On the opposite side of town, Playa La Torrecilla is the place for a sundowner. The rocks are dramatic, and the view along the Nerja coastline from Plaza Fábrica de los Cangrejos (with its EU-tribute sculpture) is quietly spectacular.




Excursion: The Caves of Nerja
If you do one thing beyond the town itself, make it the caves. The Cuevas de Nerja are 15 minutes by car, completely accessible, and genuinely one of the most impressive natural sights I’ve encountered anywhere in Europe.

The caves hold the world’s largest stalactite column — a fact that sounds like tourist-brochure hyperbole until you are standing in front of it. Stone Age paintings survive on the walls. Clever, restrained lighting enhances the natural beauty without the gaudy colours that ruin lesser cave tours. My walk took about 45 minutes. The following are a few impressions of the caves:



For 7 EUR (as per February 2026), you can achieve your personal cave photo.

One practical tip: don’t miss the 360-degree presentation in the virtual reality room. It’s a genuinely worthwhile addition to the visit. The caves were declared a protected cultural asset in 2006. Behind the virtual reality room, you will find a lovely botanical garden, perfect for a little walk with sea view.

On the drive back, pull over at the Eagle Aqueduct (Acueducto del Águila). There’s a small car park right beside it. This 19th-century engineering feat — all arabesque arches and an octagonal turret — is as beautiful as any monument in the region. The more adventurous can walk across it. I admired it from below.

Where to Stay in Nerja
Modern chain hotels haven’t really arrived in Nerja, which is part of its charm. The options lean towards traditional hotels, charming guesthouses, and self-catering apartments in the old town. The historic Hotel Balcón de Nerja, which occupies a prime position near the viewpoint, is something of a local institution.

I spent three nights at the MB Boutique Hotel (adults-only), a small, modern property well-placed for both the old town and the sea. The rooftop terrace — sun loungers, two whirlpools, views over the rooftops — was the perfect end to each day. I also noticed the Smile Apartments, just behind the town hall, which looked excellent for a longer stay. High above Playa Burriana, there is even a Parador with a lift directly to the beach.

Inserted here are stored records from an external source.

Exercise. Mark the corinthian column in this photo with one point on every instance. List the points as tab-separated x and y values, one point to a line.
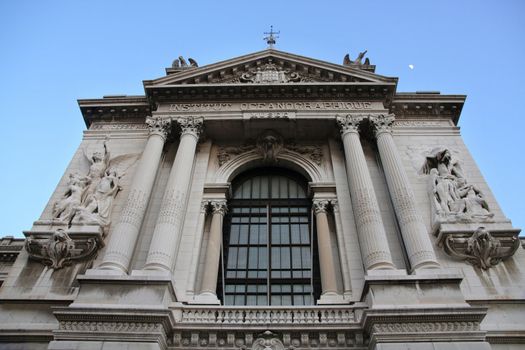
213	251
326	261
165	241
415	235
370	229
124	236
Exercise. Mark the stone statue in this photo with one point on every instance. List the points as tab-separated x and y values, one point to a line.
193	63
64	209
181	63
357	62
97	207
452	197
60	250
482	249
99	162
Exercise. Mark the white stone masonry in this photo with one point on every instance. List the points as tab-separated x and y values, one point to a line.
372	237
124	237
415	235
166	235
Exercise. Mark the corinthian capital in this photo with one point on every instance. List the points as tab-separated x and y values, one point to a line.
382	122
191	125
349	122
158	126
218	206
320	205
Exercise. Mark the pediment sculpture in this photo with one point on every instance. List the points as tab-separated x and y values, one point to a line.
89	198
453	198
481	249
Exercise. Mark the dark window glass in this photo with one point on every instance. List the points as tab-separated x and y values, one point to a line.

For a full overview: Nerja hotels on nerja-turismo.com
Where to Eat and Drink
Nerja’s restaurant scene is better than you might expect for a small resort town. The restaurants at Hotel Balcón de Nerja offer views alongside decent food; La Fuente da Paolo blends Spanish and Italian cooking well; and the cluster of restaurants on Plaza de España is reliably good. If Indian food is your thing, Taj stands out.

A classic across all price points is the Sevillano group of three restaurants, the flagship of which — with a roof terrace in the heart of the old town — is perpetually popular for good reason.
For coffee, my highlight was the Moroccan Tetera Zaidín in a side street in the old town: a charming courtyard, genuinely friendly staff, and excellent healthy snacks. I could have stayed there for hours!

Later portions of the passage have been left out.